Eventually, we’re given the number of the phone Young carries in his pocket – a device, as he will later explain, that was fundamental in the creation of his remarkable new album,
World Record, his 42nd studio album and, significantly, the third he’s made in a row now with his most redoubtable collaborators, Crazy Horse. With a sudden quickening of pace, World Record has arrived less than 12 months after their previous album, Barn. In the stubborn on-off partnership that has endured for over half a century – and bears all the scars and passion to prove it – it’s the first time Young has ever gone into the studio with the band three times back-to-back like this.

“Yeah,” nods Horse bass player Billy Talbot when that’s put to him a few days later. He leans forward, raises his eyebrows. “Interesting, huh?”

The number works. Young is finally there, the sounds of the highway swishing by him. But where exactly is he?

“Where I am? I’m in Canada. I’m on my bus, in Canada.”

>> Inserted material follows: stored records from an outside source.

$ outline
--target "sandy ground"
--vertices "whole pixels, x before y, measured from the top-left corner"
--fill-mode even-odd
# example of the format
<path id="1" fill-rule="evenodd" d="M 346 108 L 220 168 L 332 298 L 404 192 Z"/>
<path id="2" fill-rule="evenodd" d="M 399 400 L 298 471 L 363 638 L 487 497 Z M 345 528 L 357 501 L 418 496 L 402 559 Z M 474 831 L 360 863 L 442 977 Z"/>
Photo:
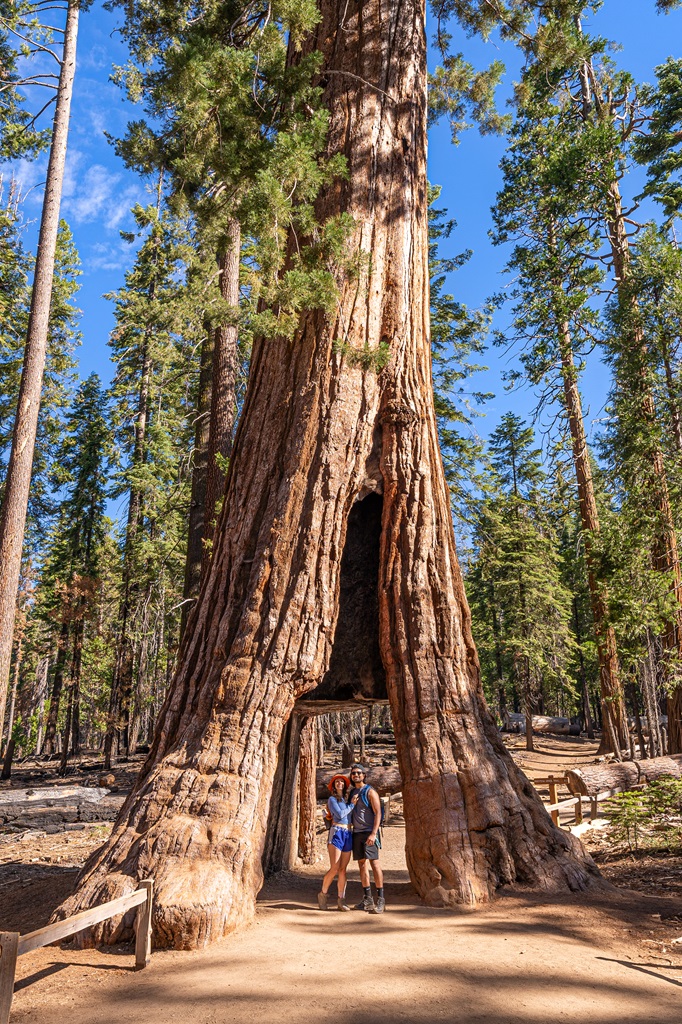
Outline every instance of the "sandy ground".
<path id="1" fill-rule="evenodd" d="M 592 745 L 542 738 L 514 750 L 530 777 L 594 758 Z M 540 787 L 542 788 L 542 787 Z M 400 803 L 394 805 L 400 810 Z M 44 924 L 106 826 L 0 847 L 0 921 Z M 9 837 L 8 837 L 9 838 Z M 420 905 L 399 814 L 382 853 L 382 916 L 323 914 L 318 866 L 271 880 L 256 923 L 198 953 L 49 947 L 21 957 L 13 1024 L 680 1024 L 682 900 L 611 890 L 541 899 L 506 895 L 476 911 Z M 360 897 L 355 870 L 349 898 Z M 664 890 L 665 891 L 665 890 Z"/>
<path id="2" fill-rule="evenodd" d="M 679 903 L 516 895 L 431 910 L 412 892 L 403 837 L 400 824 L 386 829 L 383 917 L 321 913 L 319 871 L 306 869 L 267 885 L 250 929 L 199 953 L 155 952 L 141 972 L 123 948 L 21 957 L 12 1021 L 679 1024 Z"/>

Not East Coast USA after all, then, but on the road, heading into the mythic landscape of his childhood. Hearing him say it – especially while considering World Record’s cover, which features a striking photograph of his father, the writer Scott Young, in earlier days – instantly brings to mind one of Young’s most fragile and forlorn songs: “Now I’m goin’ back to Canada, on a journey through the past”.

In one way, that’s what much of 2022 has been for Young, as he has continued the herculean project of wrangling his sprawling archive into an order that satisfies him, both at his extraordinary, ever-evolving online repository – – and via a series of physical releases. This year alone, in addition to making World Record, Young has issued four historical live albums – two from 1971, one from 1974, one from 2019; resurrected 1989’s hair-raisingly brilliant Eldorado EP, a maelstrom of electric guitar originally released only in Japan; and, at long last, revealed Toast, an album he cut with Crazy Horse back in 2000 and then immediately shelved, for clouded reasons. Unveiled 22 years later, it turns out to be one of the most magnificent things they’ve ever done.

“I knew Toast was great,” Young concedes. “I knew it would come out someday.
I mean – we finished it, y’know. We cared enough about it to finish it. So that says something right there. But it just didn’t seem, like, important for it to come out at that time. Or it would have.”